Dans ces sortes de secrets domestiques, dès qu'on a laissé tomber le premier voile on éprouve de part et d'autre le besoin d'invoquer le jugement d'un tiers; on le recherche, tantôt comme un confident, tantôt comme un arbitre. Laravinière fut médiateur dans les commencements. Il était fâché de se sentir entraîné à prendre part dans la querelle, et il avouait à Arsène que, malgré ses résolutions de neutralité, il était obligé de contracter avec Horace une sorte d'amitié. En effet, ce dernier lui témoignait une confiance et lui prouvait souvent une générosité de coeur qui l'engageait de plus en plus. Horace avait, en dépit de tous ses défauts, des qualités séduisantes; il était aussi prompt à se radoucir qu'il l'était à s'emporter. Une parole sage trouvait toujours le chemin de sa raison; une parole affectueuse trouvait encore plus vite celui de son coeur. Au milieu d'un débordement inouï d'orgueil et de vanité, il revenait tout à coup à un repentir modeste et ingénu. Enfin, il offrait tour à tour le spectacle des dispositions et des instincts les plus contraires, et la dispute que nous avons rapportée en gros ci-dessus résume toutes celles qui suivirent, et que Laravinière fut appelé à terminer.

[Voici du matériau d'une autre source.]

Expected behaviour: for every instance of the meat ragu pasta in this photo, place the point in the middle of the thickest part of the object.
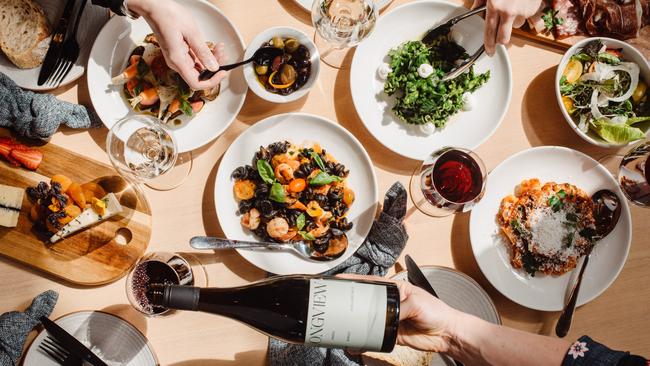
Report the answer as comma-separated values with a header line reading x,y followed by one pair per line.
x,y
548,228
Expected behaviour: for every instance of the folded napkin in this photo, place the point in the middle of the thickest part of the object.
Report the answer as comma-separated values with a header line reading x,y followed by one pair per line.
x,y
376,255
15,326
38,116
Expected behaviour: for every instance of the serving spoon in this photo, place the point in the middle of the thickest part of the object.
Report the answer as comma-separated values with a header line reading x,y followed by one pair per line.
x,y
444,28
607,211
261,56
303,249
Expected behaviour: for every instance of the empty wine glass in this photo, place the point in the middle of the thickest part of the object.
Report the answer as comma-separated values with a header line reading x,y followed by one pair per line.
x,y
145,151
451,180
161,268
632,171
341,24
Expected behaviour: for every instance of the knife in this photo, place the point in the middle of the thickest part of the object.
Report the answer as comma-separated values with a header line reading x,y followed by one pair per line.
x,y
58,36
71,343
417,278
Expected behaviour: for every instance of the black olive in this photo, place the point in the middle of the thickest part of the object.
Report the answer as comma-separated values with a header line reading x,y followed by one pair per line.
x,y
320,244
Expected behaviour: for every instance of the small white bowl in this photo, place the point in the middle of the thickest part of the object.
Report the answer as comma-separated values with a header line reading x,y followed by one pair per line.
x,y
264,37
630,54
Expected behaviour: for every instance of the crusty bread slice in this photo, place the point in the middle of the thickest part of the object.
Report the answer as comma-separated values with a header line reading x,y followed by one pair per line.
x,y
403,356
24,32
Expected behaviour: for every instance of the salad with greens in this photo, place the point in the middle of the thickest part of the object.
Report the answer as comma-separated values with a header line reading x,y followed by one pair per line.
x,y
605,94
422,97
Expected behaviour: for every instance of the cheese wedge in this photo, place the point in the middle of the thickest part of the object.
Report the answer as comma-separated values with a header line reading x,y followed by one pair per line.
x,y
11,200
89,217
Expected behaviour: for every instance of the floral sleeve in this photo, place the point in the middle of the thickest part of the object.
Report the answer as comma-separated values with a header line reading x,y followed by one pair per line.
x,y
586,351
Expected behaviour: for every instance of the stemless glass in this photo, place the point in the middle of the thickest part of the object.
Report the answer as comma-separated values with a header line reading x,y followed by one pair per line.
x,y
451,180
143,150
161,268
632,171
341,24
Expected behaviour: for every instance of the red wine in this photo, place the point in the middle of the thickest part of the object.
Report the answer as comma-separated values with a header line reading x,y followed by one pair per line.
x,y
315,311
457,177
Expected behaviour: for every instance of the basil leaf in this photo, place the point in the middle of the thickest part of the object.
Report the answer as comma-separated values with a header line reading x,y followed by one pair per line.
x,y
277,193
318,160
265,171
306,236
323,178
300,221
185,107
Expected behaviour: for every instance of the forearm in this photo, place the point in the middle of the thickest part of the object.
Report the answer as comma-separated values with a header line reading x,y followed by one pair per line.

Cependant, lorsque ces disputes se furent renouvelées un certain nombre de fois, Laravinière, obéissant, ainsi qu'Arsène le lui avait conseillé, à la spontanéité de ses impressions, se sentit porté à moins d'indulgence envers Horace. Il y a, dans le retour fréquent d'un même tort, quelque chose qui l'aggrave et qui lasse la patience des âmes justes. Peu à peu Laravinière fut tellement fatigué de la facilité avec laquelle Horace s'accusait lui-même et demandait pardon, que son admiration pour cette facilité se changea en une sorte de mépris. Il arriva enfin à ne voir en lui qu'un hâbleur sentimental, et à sentir sa conscience dégagée de cette affection dont il n'avait pu se défendre. Cet arrêt définitif était bien sévère, mais il était inévitable de la part d'un caractère aussi ferme et aussi égal que l'était celui de Jean.